The process is covered under HIPAA laws, and the information obtained is regulated for patient privacy protection—your private details are not going to get published in the newspaper from a manual contact tracing interview.

The second type of contact tracing is digital, and generally based on information automatically obtained from an application on individual mobile phones.

Some countries, such as South Korea, mandate digital contact tracing applications in addition to manual tracing. As people move around, records of location and proximity to others are collected and stored via their phones. If an individual tests positive, digital tracing applications automatically access those records and identify mobile phone users whose location and proximity data indicate possible exposure (who also get a push notification).

In the U.S., there are deep-seated individual privacy and autonomy concerns around such government-run digital tracing measures, and varying levels of opposition to mandates. But we’ll eventually get some degree of digital tracing capability through opt-in measures facilitated by industry and led by state or regional health authorities.

Front runners include mobile apps like those supported by the Google-Apple Exposure Notifications System API, which fortifies privacy protections and user control. Such applications rely on advertising and education campaigns to try to get people to enable COVID tracing capabilities on their phones. The choice is left to individuals on whether to participate. But the benefit is that if you were exposed, you’ll get quickly and automatically notified on your phone.

There are additional benefits to feeding such information into an insight engine. As recently outlined on NPR’s Morning Edition: “At scale, the data gathered…offers vital information about where transmission is happening in a community.

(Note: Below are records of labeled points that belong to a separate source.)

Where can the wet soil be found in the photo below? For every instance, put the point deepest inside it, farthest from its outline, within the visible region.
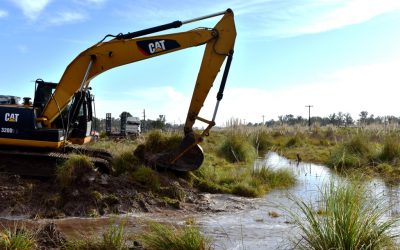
(31, 198)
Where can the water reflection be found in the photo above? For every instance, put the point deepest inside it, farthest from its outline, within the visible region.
(256, 228)
(261, 223)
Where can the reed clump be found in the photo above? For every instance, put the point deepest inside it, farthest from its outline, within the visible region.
(356, 152)
(188, 237)
(76, 169)
(18, 238)
(237, 148)
(113, 238)
(351, 219)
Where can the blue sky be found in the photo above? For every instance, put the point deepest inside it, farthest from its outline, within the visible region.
(337, 55)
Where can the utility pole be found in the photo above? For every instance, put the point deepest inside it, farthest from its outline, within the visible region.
(144, 121)
(309, 114)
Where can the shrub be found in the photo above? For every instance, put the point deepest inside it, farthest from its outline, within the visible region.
(18, 238)
(351, 220)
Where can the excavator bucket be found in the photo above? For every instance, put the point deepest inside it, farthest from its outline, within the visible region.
(187, 157)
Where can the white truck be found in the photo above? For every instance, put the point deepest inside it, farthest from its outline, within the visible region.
(133, 125)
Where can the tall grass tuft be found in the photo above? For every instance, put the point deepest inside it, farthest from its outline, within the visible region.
(113, 239)
(17, 238)
(160, 237)
(73, 169)
(125, 161)
(390, 150)
(350, 220)
(237, 148)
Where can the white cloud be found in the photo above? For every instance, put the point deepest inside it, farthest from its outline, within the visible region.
(277, 18)
(67, 17)
(90, 2)
(373, 88)
(3, 13)
(22, 48)
(31, 8)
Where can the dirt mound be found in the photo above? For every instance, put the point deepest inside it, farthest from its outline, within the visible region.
(49, 237)
(44, 198)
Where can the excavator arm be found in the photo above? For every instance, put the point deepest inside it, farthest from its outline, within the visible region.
(131, 47)
(125, 49)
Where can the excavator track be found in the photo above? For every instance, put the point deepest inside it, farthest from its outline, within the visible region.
(44, 163)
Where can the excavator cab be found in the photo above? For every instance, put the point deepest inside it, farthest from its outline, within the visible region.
(62, 113)
(75, 119)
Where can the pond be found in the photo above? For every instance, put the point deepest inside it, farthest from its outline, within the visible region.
(254, 223)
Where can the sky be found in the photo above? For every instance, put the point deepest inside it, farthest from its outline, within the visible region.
(337, 55)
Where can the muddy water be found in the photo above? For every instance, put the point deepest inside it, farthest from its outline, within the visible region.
(237, 223)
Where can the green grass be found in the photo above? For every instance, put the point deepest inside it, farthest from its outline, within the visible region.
(113, 239)
(17, 238)
(74, 170)
(147, 177)
(125, 162)
(240, 179)
(390, 150)
(346, 218)
(161, 237)
(237, 148)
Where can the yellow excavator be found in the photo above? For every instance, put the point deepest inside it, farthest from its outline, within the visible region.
(34, 136)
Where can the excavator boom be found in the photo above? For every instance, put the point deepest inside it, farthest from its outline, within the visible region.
(61, 113)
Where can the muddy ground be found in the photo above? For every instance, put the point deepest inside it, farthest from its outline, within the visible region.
(44, 198)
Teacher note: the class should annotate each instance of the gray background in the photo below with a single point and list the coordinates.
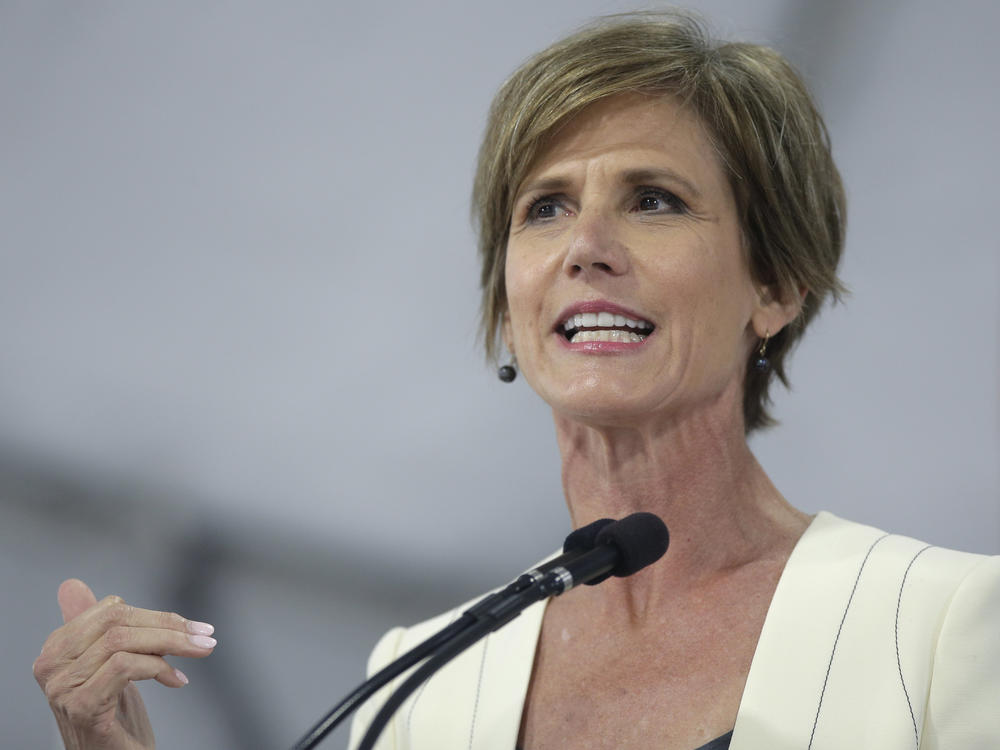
(238, 302)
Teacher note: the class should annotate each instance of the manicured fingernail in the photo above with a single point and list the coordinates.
(202, 641)
(200, 628)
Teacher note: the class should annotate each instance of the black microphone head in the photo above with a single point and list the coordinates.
(584, 538)
(641, 539)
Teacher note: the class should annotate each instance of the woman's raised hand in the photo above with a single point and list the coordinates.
(87, 667)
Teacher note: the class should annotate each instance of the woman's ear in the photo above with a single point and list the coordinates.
(775, 310)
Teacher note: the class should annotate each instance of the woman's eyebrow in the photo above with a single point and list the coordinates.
(544, 184)
(651, 174)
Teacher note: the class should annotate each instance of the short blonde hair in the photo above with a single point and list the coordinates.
(763, 123)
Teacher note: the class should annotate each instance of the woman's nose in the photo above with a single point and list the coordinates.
(595, 248)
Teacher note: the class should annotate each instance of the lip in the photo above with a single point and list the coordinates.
(598, 306)
(599, 347)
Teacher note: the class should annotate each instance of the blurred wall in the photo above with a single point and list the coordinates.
(238, 309)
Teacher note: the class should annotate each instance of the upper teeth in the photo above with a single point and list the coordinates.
(603, 320)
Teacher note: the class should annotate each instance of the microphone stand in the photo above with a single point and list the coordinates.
(576, 544)
(494, 612)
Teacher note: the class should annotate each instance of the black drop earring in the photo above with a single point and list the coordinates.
(508, 372)
(762, 363)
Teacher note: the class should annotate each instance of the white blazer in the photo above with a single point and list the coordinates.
(872, 640)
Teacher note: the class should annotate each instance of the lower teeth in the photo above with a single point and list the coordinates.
(624, 337)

That data can drive policy and even guide individuals in assessing what’s more or less safe to go out and do.”

5) Pandemic postmortem
At some point, this pandemic will end or come under control.

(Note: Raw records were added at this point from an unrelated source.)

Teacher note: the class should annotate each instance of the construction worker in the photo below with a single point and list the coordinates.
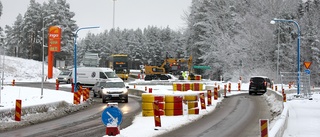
(184, 74)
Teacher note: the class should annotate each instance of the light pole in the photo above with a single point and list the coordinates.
(278, 55)
(298, 47)
(1, 86)
(114, 11)
(75, 54)
(43, 28)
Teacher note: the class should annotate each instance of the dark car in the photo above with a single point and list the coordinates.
(111, 90)
(259, 84)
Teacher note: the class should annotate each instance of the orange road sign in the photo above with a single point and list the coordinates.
(307, 64)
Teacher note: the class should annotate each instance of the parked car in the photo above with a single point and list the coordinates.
(65, 76)
(88, 76)
(111, 90)
(259, 84)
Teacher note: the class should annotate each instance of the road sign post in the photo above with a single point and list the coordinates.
(112, 117)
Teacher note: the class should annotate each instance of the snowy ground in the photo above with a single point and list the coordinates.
(303, 121)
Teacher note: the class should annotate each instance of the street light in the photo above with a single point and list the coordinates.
(43, 28)
(2, 78)
(114, 7)
(298, 47)
(75, 54)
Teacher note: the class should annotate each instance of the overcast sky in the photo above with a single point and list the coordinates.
(130, 14)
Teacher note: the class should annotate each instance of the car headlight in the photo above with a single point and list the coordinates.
(105, 91)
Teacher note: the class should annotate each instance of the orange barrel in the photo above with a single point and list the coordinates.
(173, 105)
(187, 86)
(197, 77)
(196, 86)
(177, 86)
(192, 104)
(191, 97)
(180, 87)
(174, 86)
(209, 87)
(147, 104)
(18, 110)
(193, 111)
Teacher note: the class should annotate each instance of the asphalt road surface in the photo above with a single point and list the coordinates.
(236, 116)
(84, 123)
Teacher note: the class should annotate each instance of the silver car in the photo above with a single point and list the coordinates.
(65, 76)
(111, 90)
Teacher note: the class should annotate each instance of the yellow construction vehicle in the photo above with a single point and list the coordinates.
(169, 65)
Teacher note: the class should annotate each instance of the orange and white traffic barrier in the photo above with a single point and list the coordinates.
(57, 84)
(209, 97)
(192, 101)
(284, 97)
(177, 86)
(264, 127)
(197, 77)
(17, 116)
(76, 97)
(86, 94)
(156, 114)
(225, 91)
(147, 104)
(173, 105)
(187, 86)
(215, 94)
(202, 101)
(197, 86)
(72, 87)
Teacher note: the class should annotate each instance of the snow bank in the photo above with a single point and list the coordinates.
(36, 114)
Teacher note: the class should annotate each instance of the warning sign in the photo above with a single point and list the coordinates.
(307, 64)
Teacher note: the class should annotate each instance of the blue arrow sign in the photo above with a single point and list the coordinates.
(111, 116)
(307, 71)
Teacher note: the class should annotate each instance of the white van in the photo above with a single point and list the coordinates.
(88, 76)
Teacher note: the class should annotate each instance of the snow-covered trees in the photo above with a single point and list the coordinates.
(232, 37)
(25, 36)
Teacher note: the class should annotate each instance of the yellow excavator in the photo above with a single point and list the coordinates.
(169, 65)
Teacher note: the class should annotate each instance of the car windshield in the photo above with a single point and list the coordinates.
(111, 74)
(257, 80)
(112, 84)
(65, 73)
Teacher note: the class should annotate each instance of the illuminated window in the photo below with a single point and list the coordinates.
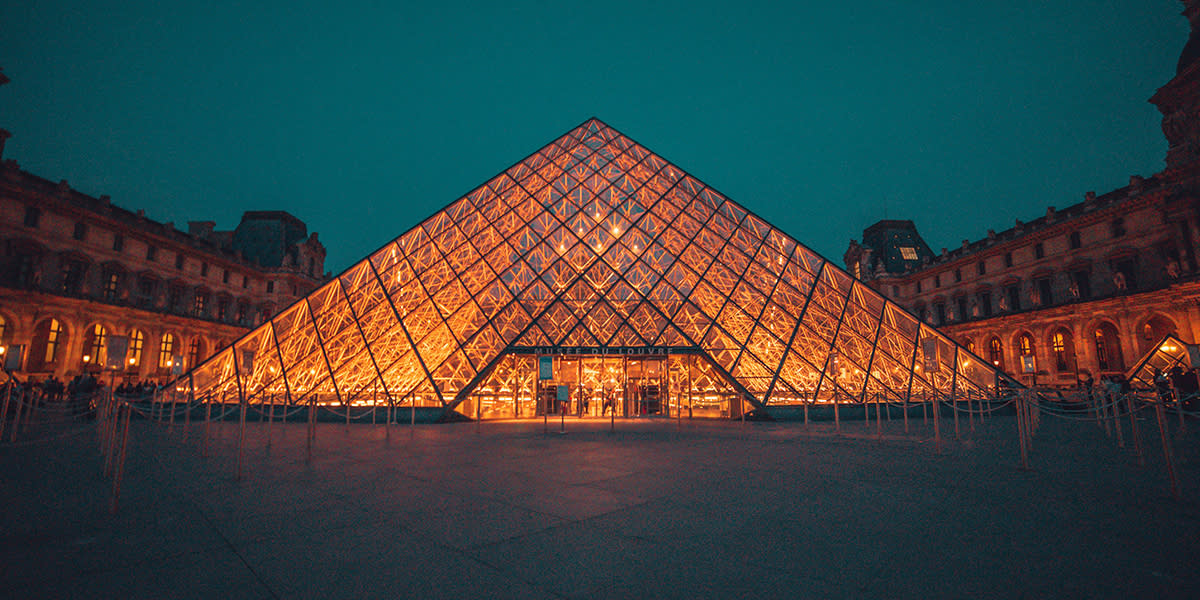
(166, 348)
(1025, 345)
(193, 352)
(1059, 345)
(995, 352)
(112, 285)
(198, 304)
(52, 341)
(1102, 351)
(137, 341)
(94, 345)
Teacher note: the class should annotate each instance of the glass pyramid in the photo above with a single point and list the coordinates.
(592, 245)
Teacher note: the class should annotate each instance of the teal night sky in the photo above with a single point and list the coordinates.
(364, 118)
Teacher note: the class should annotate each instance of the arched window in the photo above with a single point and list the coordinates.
(996, 352)
(1025, 345)
(1063, 351)
(137, 343)
(195, 352)
(1108, 348)
(49, 337)
(94, 343)
(166, 351)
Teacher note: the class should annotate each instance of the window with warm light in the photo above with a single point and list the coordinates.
(166, 349)
(137, 341)
(53, 339)
(1059, 345)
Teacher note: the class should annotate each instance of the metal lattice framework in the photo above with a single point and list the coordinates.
(592, 241)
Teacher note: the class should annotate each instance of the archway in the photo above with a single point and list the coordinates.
(1107, 343)
(1153, 330)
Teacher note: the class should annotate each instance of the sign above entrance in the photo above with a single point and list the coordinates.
(634, 351)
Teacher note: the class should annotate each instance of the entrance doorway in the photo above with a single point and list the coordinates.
(601, 385)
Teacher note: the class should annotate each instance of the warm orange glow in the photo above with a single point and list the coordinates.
(592, 243)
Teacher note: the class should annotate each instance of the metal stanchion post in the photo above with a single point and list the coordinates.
(1020, 432)
(954, 403)
(1161, 417)
(208, 420)
(4, 412)
(1134, 432)
(937, 421)
(241, 438)
(120, 463)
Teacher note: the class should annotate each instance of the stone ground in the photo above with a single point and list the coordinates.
(652, 510)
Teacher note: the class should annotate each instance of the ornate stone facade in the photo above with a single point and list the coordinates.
(77, 270)
(1085, 289)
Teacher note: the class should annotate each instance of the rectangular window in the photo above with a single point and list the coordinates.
(1045, 291)
(1080, 285)
(145, 292)
(72, 277)
(174, 298)
(1128, 270)
(198, 303)
(112, 286)
(985, 304)
(1014, 297)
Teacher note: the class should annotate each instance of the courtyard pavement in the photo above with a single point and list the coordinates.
(654, 509)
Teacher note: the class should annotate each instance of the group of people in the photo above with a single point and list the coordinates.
(1177, 385)
(137, 389)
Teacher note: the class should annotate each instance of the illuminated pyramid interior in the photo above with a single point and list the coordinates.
(651, 292)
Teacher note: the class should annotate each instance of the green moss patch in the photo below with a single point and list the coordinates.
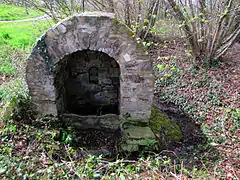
(163, 127)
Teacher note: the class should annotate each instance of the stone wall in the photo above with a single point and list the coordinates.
(88, 84)
(98, 32)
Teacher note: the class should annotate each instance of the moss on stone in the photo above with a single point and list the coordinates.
(163, 127)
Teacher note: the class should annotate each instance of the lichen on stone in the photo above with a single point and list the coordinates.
(163, 127)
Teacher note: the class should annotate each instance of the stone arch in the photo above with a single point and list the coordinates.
(100, 32)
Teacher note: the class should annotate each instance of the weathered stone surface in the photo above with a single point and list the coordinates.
(87, 67)
(99, 32)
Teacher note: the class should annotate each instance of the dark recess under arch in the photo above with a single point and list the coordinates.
(87, 83)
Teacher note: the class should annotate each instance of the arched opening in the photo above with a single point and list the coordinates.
(87, 83)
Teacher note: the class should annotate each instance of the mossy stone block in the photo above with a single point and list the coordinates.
(161, 125)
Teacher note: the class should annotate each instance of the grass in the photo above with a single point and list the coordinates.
(22, 34)
(12, 12)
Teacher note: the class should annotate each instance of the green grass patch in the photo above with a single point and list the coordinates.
(22, 34)
(12, 12)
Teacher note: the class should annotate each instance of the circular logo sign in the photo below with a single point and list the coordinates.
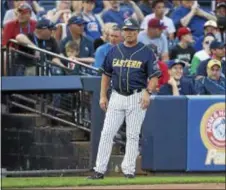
(213, 127)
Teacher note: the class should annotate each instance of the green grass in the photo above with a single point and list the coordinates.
(80, 181)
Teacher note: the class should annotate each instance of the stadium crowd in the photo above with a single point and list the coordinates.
(188, 39)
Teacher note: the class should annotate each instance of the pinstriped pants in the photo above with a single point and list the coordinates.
(119, 108)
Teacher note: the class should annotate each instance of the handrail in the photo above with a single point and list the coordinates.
(53, 54)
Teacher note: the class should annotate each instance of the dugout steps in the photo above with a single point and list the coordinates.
(32, 144)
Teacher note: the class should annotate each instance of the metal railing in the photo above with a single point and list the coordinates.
(70, 109)
(42, 63)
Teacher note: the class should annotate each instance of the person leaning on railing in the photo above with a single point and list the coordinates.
(213, 83)
(41, 38)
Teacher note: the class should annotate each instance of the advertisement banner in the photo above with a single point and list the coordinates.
(206, 134)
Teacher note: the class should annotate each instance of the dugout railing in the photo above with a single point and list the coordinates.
(69, 108)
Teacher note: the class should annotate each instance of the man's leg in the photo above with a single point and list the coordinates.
(134, 120)
(114, 118)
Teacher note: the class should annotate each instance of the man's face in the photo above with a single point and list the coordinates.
(187, 4)
(221, 11)
(114, 4)
(45, 33)
(188, 38)
(214, 72)
(23, 15)
(17, 3)
(115, 37)
(77, 28)
(155, 32)
(176, 71)
(88, 5)
(176, 3)
(220, 52)
(64, 5)
(207, 41)
(129, 35)
(72, 53)
(160, 9)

When that time comes, we’d do well to review and address how this all unfolded—before the next pandemic. What did we do wrong? What did we miss? Where were the gaps or missed opportunities in our health technologies and practices?

There’s already been at least one high-profile Public Health Tech Initiative working group launched (with participation by Microsoft, Facebook, CVS Health, and many others) to “study how technology has been deployed—both successfully and unsuccessfully—during the current crisis and develop a set of recommendations for future public health emergencies.” Over time, there will be many more similar efforts.

Pandemic insight engines should not be abandoned once this threat abates. We need to learn from this experience. We can continue collecting and cleansing important health data, and continue using and improving coordinated technology to get ahead of the curve before the next COVID arises.